AWD took a day of vacation from drilling holes in heads to get some rest! In two days, I have managed to burn only two calories as I have hardly moved from the Captain’s Chair. So the right-wing extremist creative juices haven’t exactly been flowing! I don’t even know if I have a pulse anymore.
AWD was looking back at some really old posts and found this one from October of 2009. Amazing how stupid most celebrities are in regards to just about everything. Everything Sting found so hopey-changey and wonderful about Obama were stupid then and pathetic now. We’ve seen five years of damage from the Nothing Man.
The Big Sexy will be back in the saddle tomorrow with some thoughts on something or other. But for now…it’s Miller Time!

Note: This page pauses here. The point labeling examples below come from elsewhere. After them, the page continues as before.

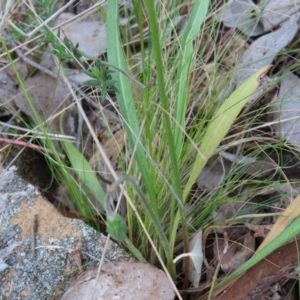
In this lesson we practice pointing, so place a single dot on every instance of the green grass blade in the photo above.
(192, 29)
(220, 124)
(125, 96)
(85, 172)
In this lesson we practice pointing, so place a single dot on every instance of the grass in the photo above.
(172, 127)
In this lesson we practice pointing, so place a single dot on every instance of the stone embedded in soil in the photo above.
(56, 262)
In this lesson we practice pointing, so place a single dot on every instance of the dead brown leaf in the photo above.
(255, 281)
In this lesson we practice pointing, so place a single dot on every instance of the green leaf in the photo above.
(116, 227)
(191, 31)
(85, 172)
(221, 122)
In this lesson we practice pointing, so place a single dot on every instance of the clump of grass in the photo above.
(172, 127)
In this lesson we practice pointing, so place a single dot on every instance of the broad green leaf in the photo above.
(85, 172)
(289, 215)
(221, 122)
(116, 227)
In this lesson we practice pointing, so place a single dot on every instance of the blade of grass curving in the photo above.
(85, 172)
(186, 53)
(289, 233)
(221, 123)
(125, 97)
(153, 25)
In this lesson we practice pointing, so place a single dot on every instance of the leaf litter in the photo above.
(268, 28)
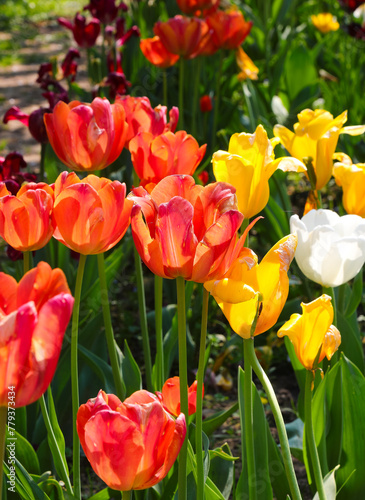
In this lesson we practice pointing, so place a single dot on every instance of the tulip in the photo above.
(33, 318)
(141, 117)
(352, 180)
(157, 157)
(87, 136)
(186, 230)
(25, 219)
(170, 396)
(325, 22)
(229, 28)
(315, 136)
(247, 283)
(92, 215)
(130, 445)
(331, 249)
(156, 53)
(312, 332)
(247, 165)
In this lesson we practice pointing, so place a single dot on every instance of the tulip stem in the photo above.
(183, 373)
(309, 432)
(52, 437)
(75, 377)
(160, 364)
(248, 410)
(275, 408)
(199, 399)
(109, 329)
(3, 419)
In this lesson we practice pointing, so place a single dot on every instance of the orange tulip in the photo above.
(183, 229)
(157, 157)
(92, 215)
(25, 219)
(180, 35)
(141, 117)
(170, 396)
(229, 28)
(130, 445)
(87, 137)
(156, 53)
(33, 318)
(246, 283)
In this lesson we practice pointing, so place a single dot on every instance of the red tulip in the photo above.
(183, 229)
(170, 396)
(33, 318)
(87, 136)
(92, 215)
(157, 157)
(130, 445)
(25, 219)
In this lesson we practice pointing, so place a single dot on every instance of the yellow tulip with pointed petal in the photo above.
(313, 330)
(248, 165)
(247, 283)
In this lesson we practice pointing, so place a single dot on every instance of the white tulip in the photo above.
(331, 249)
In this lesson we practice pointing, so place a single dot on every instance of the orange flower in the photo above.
(183, 229)
(130, 445)
(180, 35)
(156, 53)
(170, 396)
(33, 318)
(229, 28)
(87, 137)
(157, 157)
(25, 219)
(141, 117)
(92, 215)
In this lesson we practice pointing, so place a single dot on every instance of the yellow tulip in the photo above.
(248, 165)
(352, 179)
(313, 330)
(315, 135)
(325, 22)
(247, 283)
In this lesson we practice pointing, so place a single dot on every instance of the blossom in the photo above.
(130, 445)
(313, 331)
(33, 318)
(315, 136)
(248, 285)
(247, 165)
(90, 215)
(26, 219)
(154, 158)
(331, 249)
(87, 136)
(184, 229)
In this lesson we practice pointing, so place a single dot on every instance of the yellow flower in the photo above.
(313, 330)
(325, 22)
(247, 283)
(352, 179)
(315, 135)
(246, 65)
(247, 165)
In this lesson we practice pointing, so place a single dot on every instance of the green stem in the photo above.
(3, 418)
(275, 408)
(119, 386)
(52, 438)
(248, 344)
(75, 377)
(309, 432)
(183, 373)
(199, 399)
(160, 363)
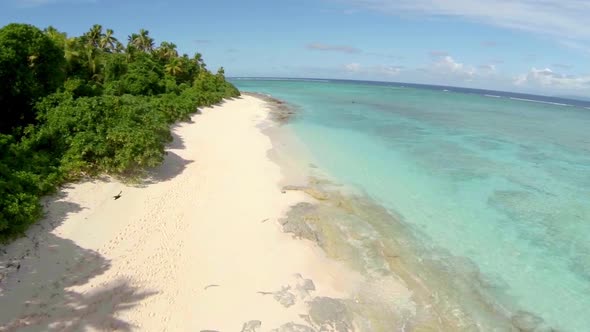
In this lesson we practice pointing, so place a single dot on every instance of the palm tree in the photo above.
(142, 40)
(174, 67)
(167, 51)
(108, 41)
(71, 50)
(119, 47)
(198, 58)
(94, 35)
(93, 60)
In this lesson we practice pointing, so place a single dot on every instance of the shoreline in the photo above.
(196, 247)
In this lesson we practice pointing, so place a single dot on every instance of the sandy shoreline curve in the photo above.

Angry White Dude has found when he is in his hour of darkness, when all seems lost, I can always count on Sting and his words of wisdom to brighten my day. Yes, Sting’s wise perception of the correct solutions for the world’s quandaries always put me at ease. It makes me want to lift my head, raise my voice and shout, “Sting, we praise thee, O wise Sting!!”

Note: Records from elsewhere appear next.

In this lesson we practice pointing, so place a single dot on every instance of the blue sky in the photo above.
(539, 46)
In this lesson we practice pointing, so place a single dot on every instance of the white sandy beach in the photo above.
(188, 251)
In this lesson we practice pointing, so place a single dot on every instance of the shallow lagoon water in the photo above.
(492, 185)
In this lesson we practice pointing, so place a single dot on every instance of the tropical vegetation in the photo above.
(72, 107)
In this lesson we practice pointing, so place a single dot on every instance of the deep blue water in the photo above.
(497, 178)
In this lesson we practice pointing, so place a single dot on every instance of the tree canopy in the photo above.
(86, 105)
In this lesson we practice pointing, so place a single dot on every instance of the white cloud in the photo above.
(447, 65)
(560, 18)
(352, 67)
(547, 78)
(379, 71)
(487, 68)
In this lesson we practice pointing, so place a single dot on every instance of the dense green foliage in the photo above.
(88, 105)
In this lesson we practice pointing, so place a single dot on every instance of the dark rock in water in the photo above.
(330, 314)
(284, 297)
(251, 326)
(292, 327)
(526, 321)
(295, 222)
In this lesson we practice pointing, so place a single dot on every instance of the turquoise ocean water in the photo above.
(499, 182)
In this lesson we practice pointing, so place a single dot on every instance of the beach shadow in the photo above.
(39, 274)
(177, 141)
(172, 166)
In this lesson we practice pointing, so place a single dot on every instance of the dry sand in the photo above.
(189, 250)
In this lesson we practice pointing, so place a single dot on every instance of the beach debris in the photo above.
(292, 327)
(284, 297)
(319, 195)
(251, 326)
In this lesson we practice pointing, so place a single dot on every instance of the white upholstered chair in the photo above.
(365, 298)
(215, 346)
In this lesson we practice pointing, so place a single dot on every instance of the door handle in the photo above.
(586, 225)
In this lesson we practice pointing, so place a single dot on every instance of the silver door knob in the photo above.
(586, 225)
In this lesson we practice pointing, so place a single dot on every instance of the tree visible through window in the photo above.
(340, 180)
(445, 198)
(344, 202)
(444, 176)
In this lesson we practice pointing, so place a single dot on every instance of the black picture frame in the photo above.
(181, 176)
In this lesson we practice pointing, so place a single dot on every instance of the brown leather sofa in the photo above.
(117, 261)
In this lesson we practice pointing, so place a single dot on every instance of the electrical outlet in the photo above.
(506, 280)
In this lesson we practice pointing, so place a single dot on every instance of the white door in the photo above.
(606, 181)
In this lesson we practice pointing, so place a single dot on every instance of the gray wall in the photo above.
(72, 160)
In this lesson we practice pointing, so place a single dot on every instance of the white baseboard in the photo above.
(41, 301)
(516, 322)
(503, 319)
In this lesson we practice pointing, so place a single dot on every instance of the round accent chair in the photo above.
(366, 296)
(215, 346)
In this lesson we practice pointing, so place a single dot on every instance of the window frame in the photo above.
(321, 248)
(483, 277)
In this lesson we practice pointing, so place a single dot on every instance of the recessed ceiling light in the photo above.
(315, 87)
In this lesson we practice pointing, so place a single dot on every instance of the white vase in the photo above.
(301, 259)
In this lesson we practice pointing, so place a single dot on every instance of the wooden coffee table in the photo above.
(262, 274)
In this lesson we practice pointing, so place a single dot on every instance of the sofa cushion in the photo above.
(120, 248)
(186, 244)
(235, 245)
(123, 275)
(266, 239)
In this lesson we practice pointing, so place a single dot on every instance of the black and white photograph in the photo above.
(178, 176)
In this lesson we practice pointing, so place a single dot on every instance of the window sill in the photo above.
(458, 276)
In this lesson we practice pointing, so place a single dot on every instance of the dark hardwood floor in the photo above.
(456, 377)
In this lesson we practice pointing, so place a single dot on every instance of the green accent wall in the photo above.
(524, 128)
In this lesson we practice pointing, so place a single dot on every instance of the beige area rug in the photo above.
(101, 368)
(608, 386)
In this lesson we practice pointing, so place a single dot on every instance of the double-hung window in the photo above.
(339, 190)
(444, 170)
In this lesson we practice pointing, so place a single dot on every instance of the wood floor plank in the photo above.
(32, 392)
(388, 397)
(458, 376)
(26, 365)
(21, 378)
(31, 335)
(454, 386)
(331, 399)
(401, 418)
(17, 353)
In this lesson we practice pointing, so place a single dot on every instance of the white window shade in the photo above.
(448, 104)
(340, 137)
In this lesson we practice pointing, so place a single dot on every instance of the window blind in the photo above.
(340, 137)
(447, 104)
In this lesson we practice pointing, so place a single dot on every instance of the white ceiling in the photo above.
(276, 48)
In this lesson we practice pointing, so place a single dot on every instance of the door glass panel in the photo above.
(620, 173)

Sting recently shared with us his insight that President Hussein Hopenchange is “in many ways, he’s sent from God because the world’s a mess.” Thank you Sting, thank you! Sting has this divine information because he has spent time with Obama and “found him to be very genuine, very present, clearly super-smart, and exactly what we need in the world.” That is precisely the difference between Sting and us mere mortals….Sting can recognize the difference between smart and super-smart! And while AWD has called Obama many names, such as liar, socialist, under qualified, he has never found Obama to be “present.” What, is Sting taking attendance?
This is what happens when stupid musicians are given a platform to prove their stupidity. It happens all the time. Think about it, a grown man who goes around calling himself Sting is telling us Obama is heaven sent! Go figure! Another reason Sting believes Obama to be so gifted:
“I can’t think of any be better qualified because of his background, his education, particularly in regard to Islam.”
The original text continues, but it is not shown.